Happy Holidays
December 22, 2013

Dearest Old Bolds, Friends, and Family,

I can hardly believe I've been back in the States for two weeks, and so remiss in writing you. Around the holidays time takes on that truly hectic quality. I hope only that you are all enjoying yourselves.

At the same time many are madly shopping, sitting in traffic, and attending parties and events, I am slowly digging my way out from under hundreds of books, archival records, dvd's and copies of research which were thrown into boxes during my year of homelessness, and subsequently delivered to my new address. Each item has its true home on a shelf, or in a binder or file, and it's my (seemingly neverending) job to get it there.

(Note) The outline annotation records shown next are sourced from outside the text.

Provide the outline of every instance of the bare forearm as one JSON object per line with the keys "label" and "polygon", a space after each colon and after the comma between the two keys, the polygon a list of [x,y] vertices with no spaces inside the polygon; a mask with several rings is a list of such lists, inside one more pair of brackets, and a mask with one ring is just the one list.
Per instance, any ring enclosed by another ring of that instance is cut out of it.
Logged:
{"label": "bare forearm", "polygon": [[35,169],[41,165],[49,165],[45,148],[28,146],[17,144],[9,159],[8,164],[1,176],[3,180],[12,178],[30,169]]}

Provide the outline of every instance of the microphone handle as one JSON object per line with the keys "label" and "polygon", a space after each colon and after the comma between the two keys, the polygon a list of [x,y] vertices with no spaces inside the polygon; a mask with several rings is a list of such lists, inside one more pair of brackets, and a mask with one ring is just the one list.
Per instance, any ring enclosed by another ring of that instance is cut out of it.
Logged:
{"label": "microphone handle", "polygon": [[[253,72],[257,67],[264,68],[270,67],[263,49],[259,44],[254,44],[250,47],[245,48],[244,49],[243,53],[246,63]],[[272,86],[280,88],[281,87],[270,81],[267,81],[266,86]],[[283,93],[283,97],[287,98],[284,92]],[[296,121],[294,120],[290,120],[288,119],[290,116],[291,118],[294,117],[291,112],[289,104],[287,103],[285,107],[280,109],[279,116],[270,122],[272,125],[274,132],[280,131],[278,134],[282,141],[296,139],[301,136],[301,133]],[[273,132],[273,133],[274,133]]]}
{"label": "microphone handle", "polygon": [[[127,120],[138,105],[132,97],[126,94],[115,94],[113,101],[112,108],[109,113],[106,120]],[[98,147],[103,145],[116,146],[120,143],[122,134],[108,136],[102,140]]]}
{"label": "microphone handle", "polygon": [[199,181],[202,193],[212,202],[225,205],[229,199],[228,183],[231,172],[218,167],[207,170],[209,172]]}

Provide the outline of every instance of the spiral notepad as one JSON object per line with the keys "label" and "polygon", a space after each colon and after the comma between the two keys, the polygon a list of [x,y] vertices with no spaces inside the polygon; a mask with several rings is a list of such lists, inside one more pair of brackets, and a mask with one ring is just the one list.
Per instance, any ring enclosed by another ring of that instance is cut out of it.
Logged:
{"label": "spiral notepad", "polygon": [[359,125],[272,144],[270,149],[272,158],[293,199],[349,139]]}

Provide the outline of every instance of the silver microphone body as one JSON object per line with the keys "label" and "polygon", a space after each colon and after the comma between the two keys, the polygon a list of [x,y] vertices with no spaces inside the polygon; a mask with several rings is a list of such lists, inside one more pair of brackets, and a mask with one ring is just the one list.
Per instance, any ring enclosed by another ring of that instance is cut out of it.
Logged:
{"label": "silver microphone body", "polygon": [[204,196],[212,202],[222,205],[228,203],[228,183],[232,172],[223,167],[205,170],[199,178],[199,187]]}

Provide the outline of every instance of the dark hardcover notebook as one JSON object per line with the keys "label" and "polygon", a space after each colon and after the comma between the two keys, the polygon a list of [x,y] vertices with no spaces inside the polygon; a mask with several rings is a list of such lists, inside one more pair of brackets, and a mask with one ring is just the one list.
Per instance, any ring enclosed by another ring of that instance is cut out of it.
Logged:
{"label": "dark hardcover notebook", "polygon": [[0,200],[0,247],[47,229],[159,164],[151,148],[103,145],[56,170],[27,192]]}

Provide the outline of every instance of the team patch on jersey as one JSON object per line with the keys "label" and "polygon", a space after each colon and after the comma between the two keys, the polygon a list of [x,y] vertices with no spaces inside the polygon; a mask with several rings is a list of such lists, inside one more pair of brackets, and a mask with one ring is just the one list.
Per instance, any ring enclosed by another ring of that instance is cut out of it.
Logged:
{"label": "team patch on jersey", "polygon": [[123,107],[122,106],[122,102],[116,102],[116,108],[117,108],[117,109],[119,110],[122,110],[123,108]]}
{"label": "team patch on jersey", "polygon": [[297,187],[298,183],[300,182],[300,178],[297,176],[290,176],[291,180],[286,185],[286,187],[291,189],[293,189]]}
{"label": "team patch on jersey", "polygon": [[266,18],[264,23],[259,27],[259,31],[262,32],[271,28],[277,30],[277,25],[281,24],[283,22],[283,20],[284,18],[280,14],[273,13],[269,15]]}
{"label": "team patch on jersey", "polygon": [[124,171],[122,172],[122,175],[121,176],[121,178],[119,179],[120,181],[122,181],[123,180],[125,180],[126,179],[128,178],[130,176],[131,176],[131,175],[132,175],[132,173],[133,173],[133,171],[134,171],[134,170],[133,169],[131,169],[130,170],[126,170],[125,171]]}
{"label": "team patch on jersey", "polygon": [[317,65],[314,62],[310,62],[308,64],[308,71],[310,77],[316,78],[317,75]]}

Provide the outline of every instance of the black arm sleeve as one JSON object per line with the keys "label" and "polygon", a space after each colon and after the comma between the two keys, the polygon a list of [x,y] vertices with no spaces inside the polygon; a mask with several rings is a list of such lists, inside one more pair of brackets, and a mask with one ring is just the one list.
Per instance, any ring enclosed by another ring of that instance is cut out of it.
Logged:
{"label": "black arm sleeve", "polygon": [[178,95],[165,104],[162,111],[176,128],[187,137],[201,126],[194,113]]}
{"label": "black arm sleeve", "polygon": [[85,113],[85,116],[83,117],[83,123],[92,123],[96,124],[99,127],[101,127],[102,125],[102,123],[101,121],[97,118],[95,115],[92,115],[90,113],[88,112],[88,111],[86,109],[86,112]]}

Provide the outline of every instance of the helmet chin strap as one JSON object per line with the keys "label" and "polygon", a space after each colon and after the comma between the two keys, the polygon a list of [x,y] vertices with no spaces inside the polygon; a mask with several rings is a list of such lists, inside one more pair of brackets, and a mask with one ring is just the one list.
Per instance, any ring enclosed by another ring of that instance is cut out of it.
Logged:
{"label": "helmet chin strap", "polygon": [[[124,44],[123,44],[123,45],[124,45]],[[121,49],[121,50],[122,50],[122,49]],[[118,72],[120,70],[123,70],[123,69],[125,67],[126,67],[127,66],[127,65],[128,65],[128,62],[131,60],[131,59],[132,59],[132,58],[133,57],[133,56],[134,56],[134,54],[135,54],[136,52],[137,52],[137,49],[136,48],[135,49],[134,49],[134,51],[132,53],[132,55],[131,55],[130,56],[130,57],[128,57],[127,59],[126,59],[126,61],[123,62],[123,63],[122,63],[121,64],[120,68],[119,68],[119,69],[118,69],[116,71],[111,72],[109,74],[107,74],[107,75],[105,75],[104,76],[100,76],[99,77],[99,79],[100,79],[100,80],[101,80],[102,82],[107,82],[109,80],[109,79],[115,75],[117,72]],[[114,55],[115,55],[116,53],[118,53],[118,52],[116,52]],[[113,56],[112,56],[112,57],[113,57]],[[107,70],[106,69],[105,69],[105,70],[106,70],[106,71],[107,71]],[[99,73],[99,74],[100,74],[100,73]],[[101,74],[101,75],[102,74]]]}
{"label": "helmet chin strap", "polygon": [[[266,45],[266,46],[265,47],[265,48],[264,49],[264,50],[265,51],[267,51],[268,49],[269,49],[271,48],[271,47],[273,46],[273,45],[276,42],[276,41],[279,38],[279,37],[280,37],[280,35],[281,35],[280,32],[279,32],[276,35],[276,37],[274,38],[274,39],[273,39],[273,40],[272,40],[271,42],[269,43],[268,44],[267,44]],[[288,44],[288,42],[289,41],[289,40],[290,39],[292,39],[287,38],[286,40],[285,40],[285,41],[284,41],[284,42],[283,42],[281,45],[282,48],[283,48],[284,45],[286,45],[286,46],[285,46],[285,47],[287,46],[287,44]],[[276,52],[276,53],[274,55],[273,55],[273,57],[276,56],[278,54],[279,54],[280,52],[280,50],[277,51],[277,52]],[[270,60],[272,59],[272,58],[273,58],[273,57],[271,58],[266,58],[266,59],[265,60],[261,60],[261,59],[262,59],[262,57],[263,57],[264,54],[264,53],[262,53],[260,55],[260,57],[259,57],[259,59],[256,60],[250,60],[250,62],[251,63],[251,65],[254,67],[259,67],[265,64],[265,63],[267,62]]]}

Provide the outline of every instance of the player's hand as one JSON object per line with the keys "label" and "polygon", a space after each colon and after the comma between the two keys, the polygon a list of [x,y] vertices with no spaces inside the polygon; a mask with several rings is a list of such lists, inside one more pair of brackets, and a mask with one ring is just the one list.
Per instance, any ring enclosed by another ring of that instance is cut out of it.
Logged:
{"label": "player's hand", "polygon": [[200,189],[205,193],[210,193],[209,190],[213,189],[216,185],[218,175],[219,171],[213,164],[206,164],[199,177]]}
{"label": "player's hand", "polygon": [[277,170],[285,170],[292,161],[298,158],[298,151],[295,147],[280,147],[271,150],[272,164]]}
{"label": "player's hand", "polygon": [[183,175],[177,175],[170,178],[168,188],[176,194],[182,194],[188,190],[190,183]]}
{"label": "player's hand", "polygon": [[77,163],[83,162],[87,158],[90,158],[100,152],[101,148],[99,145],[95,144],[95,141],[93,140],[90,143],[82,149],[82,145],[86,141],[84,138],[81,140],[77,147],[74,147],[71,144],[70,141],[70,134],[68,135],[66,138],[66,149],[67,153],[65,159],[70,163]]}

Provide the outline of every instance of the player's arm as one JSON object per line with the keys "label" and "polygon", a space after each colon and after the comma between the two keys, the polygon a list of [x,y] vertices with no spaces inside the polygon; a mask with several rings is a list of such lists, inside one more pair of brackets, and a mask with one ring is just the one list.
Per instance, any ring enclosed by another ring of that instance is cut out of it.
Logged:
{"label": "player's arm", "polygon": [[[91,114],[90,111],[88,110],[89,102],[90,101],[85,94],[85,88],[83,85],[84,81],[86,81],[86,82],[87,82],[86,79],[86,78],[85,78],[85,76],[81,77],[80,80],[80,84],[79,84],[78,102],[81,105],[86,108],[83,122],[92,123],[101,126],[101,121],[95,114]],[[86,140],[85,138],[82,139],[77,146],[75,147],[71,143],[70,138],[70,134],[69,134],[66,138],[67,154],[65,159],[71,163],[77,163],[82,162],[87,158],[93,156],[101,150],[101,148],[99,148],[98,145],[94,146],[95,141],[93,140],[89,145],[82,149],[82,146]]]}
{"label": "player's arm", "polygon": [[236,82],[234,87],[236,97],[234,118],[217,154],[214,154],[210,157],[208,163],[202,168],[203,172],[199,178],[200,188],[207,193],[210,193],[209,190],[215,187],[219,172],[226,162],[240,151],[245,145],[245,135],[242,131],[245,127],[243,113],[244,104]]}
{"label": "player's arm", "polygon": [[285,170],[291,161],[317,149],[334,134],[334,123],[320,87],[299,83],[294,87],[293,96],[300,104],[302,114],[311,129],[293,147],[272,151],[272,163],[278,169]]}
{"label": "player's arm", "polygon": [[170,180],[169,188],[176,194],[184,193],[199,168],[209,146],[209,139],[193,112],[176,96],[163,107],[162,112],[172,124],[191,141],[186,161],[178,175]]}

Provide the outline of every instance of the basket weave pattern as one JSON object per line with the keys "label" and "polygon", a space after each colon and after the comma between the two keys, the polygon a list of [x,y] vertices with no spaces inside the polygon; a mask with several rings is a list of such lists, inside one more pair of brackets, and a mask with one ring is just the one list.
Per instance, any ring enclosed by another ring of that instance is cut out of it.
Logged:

This aspect of writing - the "pre-writing" phase, which follows the tail end of the "research" phase (does that ever really end?) - is the most perplexing. Now that I have all these tons of research (literally!), how on earth do I organize them, read them thoroughly, and condense them into palatable, exciting form? How to deal fairly and justly with conflicting accounts and records? How to answer the questions and mysteries which may never be solved, the eyewitnesses all dead and the records destroyed, lost or hoarded by persons known or unknown?

In movies, tv shows, and novels mysteries are solved in a discreet - usually very short - time period. How clean and neat and so unlike real life! No bestselling thriller includes characters seeking records that take 18 or 24 months to obtain from recalcitrant government agencies.

But every time I find that record, read that report, or meet that person who gives me a small piece of the enormously complex puzzle of January 7, 1944, my heart races, adrenaline surges, and I am filled with indescribable joy. And I am reminded what an enormous privilege it is to write the stories of the men and women whose fate was tied to this day.

After only four years in the WW2 field, it's painfully apparent to me how often some authors don't let facts get in the way of a good story. Time and time again I see mistakes reported by one author get copied and repeated by subsequent authors, even Pulitzer-prize winning ones, too rushed to do their own primary research. These authors are then feted and celebrated and showered with fame and riches.

Come what may, however, I simply cannot rush the process.

And as the ripe fruit on the bottom branches has already been plucked, I find myself climbing into ever-more precarious positions to get the informational nectar that will determine the true heart of the story.

After interviewing all the German WW2 fighter pilots we could find and persuade to meet us in November and December, we drove through a freaky quasi-hurricane at the very end of our trip to the current home of the Richthofen squadron. There a more-recently retired fighter pilot who has written a book on Egon Mayer generously shared the ace's personal records and photos. I will very gratefully use these in the book.

Alas, he had none of Mayer's flight logs.

So the mystery will continue, and my search for some core facts will continue. But, after Christmas!

I'm wishing you everything wonderful for the holidays and hope to see you in the New Year.

I'll be in San Diego from January 5 to 23 and can't wait to see you, my beloved Old Bolds, then!